Aitken tells me he'll "pick up" the call if an F1 team is ringing with a simulator gig offer, "but there's an invoice going back!", He then admits that he has already helped out with some F1 sim work since leaving Williams - but can't say what team it is.
"In Oxfordshire [where Aitken lives] you have a lot of teams that need drivers," he says. I joke that it must be Stake/Sauber then, and he's happy to play along: "Yeah. Ferrari. Alfa Romeo."
"Yeah, no, it's something that I can do if I have more time," he adds. "I haven't got anything going on right now [in that regard] and I'm quite happy with that."
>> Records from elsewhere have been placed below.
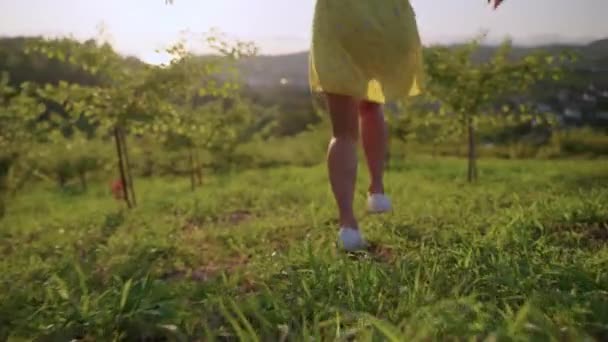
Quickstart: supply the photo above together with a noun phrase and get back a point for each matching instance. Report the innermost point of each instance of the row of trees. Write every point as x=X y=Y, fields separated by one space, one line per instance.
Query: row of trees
x=462 y=94
x=195 y=103
x=191 y=102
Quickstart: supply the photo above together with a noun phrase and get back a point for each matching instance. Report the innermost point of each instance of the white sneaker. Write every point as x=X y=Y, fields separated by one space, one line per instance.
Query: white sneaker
x=378 y=203
x=352 y=240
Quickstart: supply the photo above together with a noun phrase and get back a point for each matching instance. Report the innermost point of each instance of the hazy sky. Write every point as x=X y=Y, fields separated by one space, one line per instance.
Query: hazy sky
x=139 y=27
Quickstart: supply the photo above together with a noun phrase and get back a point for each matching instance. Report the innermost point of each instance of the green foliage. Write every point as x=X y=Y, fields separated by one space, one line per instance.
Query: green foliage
x=521 y=256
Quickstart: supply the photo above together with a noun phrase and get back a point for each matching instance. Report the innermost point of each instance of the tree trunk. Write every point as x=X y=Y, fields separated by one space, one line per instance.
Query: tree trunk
x=472 y=153
x=5 y=166
x=192 y=169
x=83 y=180
x=128 y=167
x=199 y=170
x=121 y=166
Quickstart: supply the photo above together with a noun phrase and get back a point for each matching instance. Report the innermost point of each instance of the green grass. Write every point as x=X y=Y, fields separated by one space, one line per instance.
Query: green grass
x=519 y=256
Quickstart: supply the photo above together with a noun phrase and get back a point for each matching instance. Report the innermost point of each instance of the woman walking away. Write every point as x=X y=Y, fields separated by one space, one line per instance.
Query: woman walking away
x=363 y=54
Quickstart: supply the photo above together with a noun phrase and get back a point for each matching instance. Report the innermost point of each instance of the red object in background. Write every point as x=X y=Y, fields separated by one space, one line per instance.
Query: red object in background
x=117 y=189
x=496 y=3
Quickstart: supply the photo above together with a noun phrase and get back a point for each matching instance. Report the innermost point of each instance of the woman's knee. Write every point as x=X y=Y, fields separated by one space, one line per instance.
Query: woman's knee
x=343 y=111
x=370 y=110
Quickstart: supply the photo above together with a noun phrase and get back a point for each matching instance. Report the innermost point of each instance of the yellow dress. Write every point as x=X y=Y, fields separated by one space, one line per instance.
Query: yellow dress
x=368 y=49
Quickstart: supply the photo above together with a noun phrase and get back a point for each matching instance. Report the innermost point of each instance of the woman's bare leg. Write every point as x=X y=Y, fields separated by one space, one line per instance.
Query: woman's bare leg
x=342 y=155
x=374 y=136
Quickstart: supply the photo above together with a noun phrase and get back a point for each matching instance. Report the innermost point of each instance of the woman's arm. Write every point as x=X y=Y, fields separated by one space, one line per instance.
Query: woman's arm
x=496 y=3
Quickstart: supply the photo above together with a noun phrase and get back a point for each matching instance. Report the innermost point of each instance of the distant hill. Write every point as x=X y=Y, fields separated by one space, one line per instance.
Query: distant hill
x=268 y=71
It's also true, though, that a regular simulator/reserve driver role - the kind that had bored Aitken so in his time around the F1 paddock - became potentially more rewarding just as he'd moved up.
F1's introduction of the rookie practice rule has meant that teams that don't have a suitable junior have often been happy to give a session to the sim driver - see the recent call-up for a junior rival of Aitken's, Jake Dennis, who drove the championship-winning Red Bull at Abu Dhabi.
But Aitken says nobody's called him up for an FP1 box-tick, and it doesn't sound like he's making calls to offer his services either.
"I'm still eligible, technically still a rookie!" he smirks.
"If I did get the call, of course I'd like to drive an F1 car again, who wouldn't? But I'm also realistic that, you've got hordes of F2 and F3 drivers that are probably better picks for the teams that are evaluating guys in the future.
"No, I think those days are over, and I've kind of moved on in my head as well."